Response of planktonic foraminifera to glacial cycles: Mid-Pleistocene change in the southern South China Sea

Abstract

A high-resolution study (∼2 ka) of planktonic foraminifers in 997 samples from ODP Site 1143 (9°21.72′N, 113°17.11′E, water depth 2772 m) in the southern South China Sea (SCS) reveals faunal response to glacial cycles in the last 2.1 Ma. Most distinctive is the contrasting variations in the abundance of two tropical–subtropical species that exhibit similar resistance to dissolution in modern oceans.
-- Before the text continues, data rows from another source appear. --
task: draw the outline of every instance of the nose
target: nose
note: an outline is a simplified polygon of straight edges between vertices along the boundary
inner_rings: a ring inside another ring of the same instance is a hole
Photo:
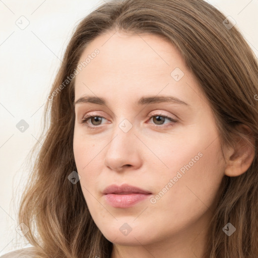
[[[134,129],[133,126],[126,132],[118,125],[114,130],[107,146],[104,162],[110,169],[120,172],[130,168],[135,170],[141,166],[141,141]]]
The relative and absolute abundances of Globorotalia menardii are high in interglacials and low in glacials and covary with δ 18O fluctuations over the studied interval. Pulleniatina obliquiloculata, however, follow oxygen isotopes only before the Mid-Pleistocene Revolution (MPR), showing high abundances during glacials and low during interglacials after ∼850 ka. Three abundance maxima of P. obliquiloculata are observed, corresponding to three major glacial episodes, Marine Isotope Stages (MIS) 2, 12, and 16, respectively. This change in abundance patterns of P. obliquiloculata appears to be unique to the southern SCS, as in late Pleistocene records from other western Pacific regions, including the Okinawa Trough and the northern SCS, all show co-varying patterns with δ 18O as G. menardii does. Cross-spectral analyses performed between percentages of Globorotalia menardii and δ 18O records show high coherency at 41 ka obliquity and then at 100 ka eccentricity bands. We suggest that the high abundances of G. menardii during interglacials in the past 2.1 Ma reflect warmer temperatures. Percentages of Pulleniatina obliquiloculata vs. oxygen isotope records show quite large phase difference at 41 ka obliquity band before the MPR. As a contrast, there are negligible phase differences in the vicinity of 100 and 41 ka after the MPR, which means reverse trend between percentages of P. obliquiloculata and δ 18O fluctuations. The differences of P. obliquiloculata from G. menardii in abundance and orbital forcings are interpreted as resulting from a profound change in the regional upper ocean structure during the MPR time, probably relating to a final glacial cut-off of the southern SCS from the Indian water at ∼850 ka and to higher salinity during glacial times after 850 ka. We speculate that this change is related to the decreased connection between the Pacific and Indian Ocean.